Hugh made a gesture of protest.

“No, I do not blame you. You see me with these numbers. But you misjudge me.... Listen....”

The old man seemed to grow taller. He stretched his hand to where the Casino glittered like a crown of gems.

“I am eighty years old to-day. I have a feeling that I shall never see another birthday. But there is one thing I hope to do before I die ... to ruin that accursed place.”

Hugh stared at him.

“I speak for the good of humanity, I speak because of the evil it has done in the past, the harm it can do in years to come. I speak in behalf of its thousand of blasted homes, its broken hearts, its shameful graves. Ah! you only see the beautiful surface. You do not see below. But I do. And to my eyes yonder rock on which it stands, is built of human skulls, the waves that lap it are tears and blood. Look at the loveliness of earth and sky, the purple mountain rising from the silver sea, the dreamlike peace, the soft and gentle air. No painted picture was ever half so beautiful. How happy all might be here! A paradise, a human paradise; but because of that place, a poisoned paradise.”

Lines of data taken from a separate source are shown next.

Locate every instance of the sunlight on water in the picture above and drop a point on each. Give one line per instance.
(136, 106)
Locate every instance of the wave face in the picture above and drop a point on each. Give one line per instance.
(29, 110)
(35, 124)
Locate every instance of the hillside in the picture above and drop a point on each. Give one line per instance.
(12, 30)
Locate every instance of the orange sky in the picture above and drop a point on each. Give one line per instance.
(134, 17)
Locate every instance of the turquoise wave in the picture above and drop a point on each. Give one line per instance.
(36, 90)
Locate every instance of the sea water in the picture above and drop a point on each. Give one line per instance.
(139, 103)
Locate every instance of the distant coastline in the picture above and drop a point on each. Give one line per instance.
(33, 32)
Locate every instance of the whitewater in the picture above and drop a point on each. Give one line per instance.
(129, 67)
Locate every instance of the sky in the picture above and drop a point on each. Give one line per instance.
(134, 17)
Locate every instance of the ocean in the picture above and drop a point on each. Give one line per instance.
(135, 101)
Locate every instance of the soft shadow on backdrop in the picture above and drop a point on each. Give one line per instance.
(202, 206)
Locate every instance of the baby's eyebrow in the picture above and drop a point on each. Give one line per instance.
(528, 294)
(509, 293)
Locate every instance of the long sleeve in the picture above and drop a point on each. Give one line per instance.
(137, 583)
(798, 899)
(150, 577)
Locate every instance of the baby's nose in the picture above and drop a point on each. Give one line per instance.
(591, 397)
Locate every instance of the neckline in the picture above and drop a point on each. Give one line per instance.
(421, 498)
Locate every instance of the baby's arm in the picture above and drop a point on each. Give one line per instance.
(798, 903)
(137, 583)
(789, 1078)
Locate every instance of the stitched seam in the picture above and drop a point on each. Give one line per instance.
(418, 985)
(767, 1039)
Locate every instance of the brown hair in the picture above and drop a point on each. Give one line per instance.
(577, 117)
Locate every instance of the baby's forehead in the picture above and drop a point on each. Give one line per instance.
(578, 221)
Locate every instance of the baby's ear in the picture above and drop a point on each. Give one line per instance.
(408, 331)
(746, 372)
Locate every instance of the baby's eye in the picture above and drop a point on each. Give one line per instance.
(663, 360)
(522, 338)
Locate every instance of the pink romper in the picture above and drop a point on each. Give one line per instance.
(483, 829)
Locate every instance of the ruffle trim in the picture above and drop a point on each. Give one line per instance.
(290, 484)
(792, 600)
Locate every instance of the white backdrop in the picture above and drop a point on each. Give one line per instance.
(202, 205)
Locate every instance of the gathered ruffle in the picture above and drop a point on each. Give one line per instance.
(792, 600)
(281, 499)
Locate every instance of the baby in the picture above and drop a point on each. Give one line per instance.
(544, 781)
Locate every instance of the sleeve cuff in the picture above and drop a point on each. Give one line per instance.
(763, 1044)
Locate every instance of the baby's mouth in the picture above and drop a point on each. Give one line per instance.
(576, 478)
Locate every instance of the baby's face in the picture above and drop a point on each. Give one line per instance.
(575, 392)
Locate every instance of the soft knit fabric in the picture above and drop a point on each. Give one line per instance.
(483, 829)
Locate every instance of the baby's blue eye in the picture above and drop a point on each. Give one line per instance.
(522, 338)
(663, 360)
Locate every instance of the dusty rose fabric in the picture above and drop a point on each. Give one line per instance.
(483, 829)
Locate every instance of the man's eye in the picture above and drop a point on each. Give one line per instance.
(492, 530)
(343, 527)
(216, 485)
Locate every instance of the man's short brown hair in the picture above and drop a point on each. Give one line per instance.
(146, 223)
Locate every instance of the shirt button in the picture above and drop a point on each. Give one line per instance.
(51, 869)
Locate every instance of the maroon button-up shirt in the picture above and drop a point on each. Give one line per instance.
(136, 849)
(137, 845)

Hugh stared harder. The old man’s voice was tense with passion.

“You think I am a fanatic, a madman. Wait and see. I am going to destroy that place. For years I have worked on my great plan. It is the crown of my life. In a few weeks I will begin to play. I shall win and win. By mathematics I will frustrate chance. I will compel them to close their doors, for my system is invincible. God has given me this task to do, and I will complete it before I die. Into my hands He has delivered them. I am His instrument of vengeance. Let them beware!”

In a magnificent gesture he shook his clenched fists at the Casino. When Hugh left him he was still standing like a prophet on the heights, staring down on his poisoned paradise.